Electroplating is often used with electroless deposition, especially for copper deposition. This method is typically used where a thin metal layer is required.

Further intentions to improve the electroless and electroplating system of the palladium catalyst include the use of alcohol treatment and heat treatment, but still use palladium. For example, copper is deposited directly onto the glass without etching to achieve this by introducing an alcohol treatment after the conventional sensitization and activation steps. When electroless copper plating deposition is subsequently carried out, the adhesion strength is improved by heat treatment under an inert atmosphere ("Direct electroless copper plating on glass", Journal of Surface Finishing Association, No. 58 (2007), No. 10 p. 612) .
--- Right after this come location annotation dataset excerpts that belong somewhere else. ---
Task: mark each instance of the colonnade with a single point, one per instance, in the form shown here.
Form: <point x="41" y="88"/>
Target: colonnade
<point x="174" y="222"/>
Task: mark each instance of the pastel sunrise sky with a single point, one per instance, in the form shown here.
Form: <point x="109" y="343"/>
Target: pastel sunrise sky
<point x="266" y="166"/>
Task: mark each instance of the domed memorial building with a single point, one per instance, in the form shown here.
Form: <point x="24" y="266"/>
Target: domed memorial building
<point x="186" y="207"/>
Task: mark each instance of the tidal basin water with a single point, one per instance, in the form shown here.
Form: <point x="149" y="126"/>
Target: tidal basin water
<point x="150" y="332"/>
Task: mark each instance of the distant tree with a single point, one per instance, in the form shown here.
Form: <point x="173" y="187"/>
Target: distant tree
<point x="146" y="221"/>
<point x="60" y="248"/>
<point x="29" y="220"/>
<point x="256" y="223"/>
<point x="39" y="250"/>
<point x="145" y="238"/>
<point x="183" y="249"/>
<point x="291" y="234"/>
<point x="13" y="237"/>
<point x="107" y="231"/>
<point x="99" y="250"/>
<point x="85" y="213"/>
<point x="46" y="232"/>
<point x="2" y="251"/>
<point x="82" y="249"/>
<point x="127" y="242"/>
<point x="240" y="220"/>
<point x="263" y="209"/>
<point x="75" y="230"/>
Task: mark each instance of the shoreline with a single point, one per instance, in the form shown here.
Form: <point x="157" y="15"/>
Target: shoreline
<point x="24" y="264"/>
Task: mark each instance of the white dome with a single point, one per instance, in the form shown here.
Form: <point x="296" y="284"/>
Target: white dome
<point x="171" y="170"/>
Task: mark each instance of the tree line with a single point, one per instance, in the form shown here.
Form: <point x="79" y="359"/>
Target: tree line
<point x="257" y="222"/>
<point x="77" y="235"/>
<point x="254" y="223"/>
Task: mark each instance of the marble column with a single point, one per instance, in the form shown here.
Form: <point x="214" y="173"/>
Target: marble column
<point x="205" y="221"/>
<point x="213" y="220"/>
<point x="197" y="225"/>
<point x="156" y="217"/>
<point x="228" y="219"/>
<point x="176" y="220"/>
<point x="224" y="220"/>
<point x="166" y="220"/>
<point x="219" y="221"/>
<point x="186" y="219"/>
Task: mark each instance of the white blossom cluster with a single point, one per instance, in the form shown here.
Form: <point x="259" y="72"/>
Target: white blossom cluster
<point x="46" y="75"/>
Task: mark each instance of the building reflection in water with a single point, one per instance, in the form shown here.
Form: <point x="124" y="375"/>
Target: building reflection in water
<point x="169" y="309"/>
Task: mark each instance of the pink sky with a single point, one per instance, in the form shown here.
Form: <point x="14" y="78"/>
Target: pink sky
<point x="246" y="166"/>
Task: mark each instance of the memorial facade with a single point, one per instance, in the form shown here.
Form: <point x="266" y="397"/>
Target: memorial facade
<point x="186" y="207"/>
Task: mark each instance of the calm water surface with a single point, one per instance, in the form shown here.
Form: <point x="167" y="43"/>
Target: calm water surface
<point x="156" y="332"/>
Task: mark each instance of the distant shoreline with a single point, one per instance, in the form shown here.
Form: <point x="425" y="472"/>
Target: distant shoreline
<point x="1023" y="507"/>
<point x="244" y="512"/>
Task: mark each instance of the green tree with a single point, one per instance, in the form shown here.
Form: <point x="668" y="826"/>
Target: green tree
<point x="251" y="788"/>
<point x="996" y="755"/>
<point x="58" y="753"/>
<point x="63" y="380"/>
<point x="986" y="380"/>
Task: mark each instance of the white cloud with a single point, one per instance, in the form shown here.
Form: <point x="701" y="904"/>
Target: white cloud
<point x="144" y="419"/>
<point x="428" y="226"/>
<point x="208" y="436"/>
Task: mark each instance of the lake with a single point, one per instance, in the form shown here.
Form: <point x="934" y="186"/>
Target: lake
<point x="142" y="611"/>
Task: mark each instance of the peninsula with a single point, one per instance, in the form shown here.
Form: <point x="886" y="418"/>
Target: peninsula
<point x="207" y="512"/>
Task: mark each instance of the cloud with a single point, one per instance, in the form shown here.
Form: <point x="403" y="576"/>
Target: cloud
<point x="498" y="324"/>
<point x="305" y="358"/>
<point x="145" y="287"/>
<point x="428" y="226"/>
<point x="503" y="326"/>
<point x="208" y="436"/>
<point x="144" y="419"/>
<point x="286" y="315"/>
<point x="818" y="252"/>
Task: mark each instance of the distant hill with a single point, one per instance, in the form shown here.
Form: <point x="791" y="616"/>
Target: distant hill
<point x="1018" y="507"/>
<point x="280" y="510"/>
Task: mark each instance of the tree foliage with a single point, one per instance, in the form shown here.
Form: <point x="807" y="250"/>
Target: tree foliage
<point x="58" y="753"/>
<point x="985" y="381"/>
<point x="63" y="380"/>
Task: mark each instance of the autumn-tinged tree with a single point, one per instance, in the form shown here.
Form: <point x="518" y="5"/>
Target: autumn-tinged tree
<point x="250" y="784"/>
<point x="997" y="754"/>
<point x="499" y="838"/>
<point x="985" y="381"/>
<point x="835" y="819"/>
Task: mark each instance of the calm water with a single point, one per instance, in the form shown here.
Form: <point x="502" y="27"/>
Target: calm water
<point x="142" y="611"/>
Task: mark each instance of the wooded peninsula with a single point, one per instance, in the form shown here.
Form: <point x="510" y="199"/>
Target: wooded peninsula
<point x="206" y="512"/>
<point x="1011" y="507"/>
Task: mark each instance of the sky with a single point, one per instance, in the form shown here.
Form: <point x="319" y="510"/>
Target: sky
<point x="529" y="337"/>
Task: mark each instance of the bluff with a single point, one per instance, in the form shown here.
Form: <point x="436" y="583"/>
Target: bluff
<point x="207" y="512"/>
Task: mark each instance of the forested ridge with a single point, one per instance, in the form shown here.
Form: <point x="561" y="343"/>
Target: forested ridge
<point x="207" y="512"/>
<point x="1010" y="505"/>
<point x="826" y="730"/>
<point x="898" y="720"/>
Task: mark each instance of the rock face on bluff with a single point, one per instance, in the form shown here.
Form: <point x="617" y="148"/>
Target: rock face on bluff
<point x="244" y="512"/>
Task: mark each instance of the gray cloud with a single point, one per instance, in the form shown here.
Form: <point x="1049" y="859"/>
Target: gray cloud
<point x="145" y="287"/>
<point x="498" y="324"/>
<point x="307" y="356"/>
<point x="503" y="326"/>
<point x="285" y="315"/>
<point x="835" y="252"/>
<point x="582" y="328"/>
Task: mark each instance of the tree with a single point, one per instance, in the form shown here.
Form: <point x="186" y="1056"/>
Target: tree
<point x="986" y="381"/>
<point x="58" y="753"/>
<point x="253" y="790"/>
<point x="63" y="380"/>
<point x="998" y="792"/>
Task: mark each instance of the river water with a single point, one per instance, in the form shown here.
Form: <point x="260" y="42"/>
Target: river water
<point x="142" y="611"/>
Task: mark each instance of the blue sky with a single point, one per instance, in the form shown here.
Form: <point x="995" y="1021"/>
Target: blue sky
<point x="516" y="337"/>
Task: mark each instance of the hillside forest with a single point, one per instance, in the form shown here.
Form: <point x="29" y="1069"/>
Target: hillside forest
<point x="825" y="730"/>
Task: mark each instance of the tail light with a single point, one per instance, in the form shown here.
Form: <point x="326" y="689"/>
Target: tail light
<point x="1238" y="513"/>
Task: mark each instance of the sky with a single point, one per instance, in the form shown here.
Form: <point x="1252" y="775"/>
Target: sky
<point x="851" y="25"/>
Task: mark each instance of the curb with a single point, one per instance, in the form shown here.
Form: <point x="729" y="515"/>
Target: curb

Additionally, it has been discovered that pretreatment of the substrate with decane enhances the adhesion of the metal coating when used with a catalyst. For example, a solid copper film is deposited on a glass substrate by electroless copper plating by gamma-mercaptopropyltrimethoxydecane (MPTS) to form a self-assembled molecular layer on the glass substrate. The MPTS layers are then activated using colloidal silver, resulting in faster copper metal deposition and greater adhesion of the copper film to the MPTS-modified glass substrate ("prepared successfully with decane and colloidal silver. Electroless plating of copper, Zheng-Chun Liu, colloid and surface A: Physicochemical and Engineering Prospects, No. 257-258, May 5, 2005, pp. 283-286).

The metal is also patterned onto the substrate using a decane and palladium-tin catalyst. For example, Deleamarche et al. have used electroless methods to deposit copper onto the glass in the following steps: (i) Self-assembly of a thin layer of amine-derived decane to the glass (ii) attaching palladium-tin catalyst particles to the decane, (iii) electrolessly depositing copper on the surface of the catalyst, (iv) microcontact printing of hexamethylene thiol onto the copper film, and (v) using six The thiol is a photoresist that selectively etches the printed copper. This method is particularly attractive for the fabrication of metallized gates for thin film transistor liquid crystal displays ("electroless deposition of copper in glass and microcontact printing", E. Deleamarche, et al., Langmuir, 2003 , 19 (17) pp. 6567-6569).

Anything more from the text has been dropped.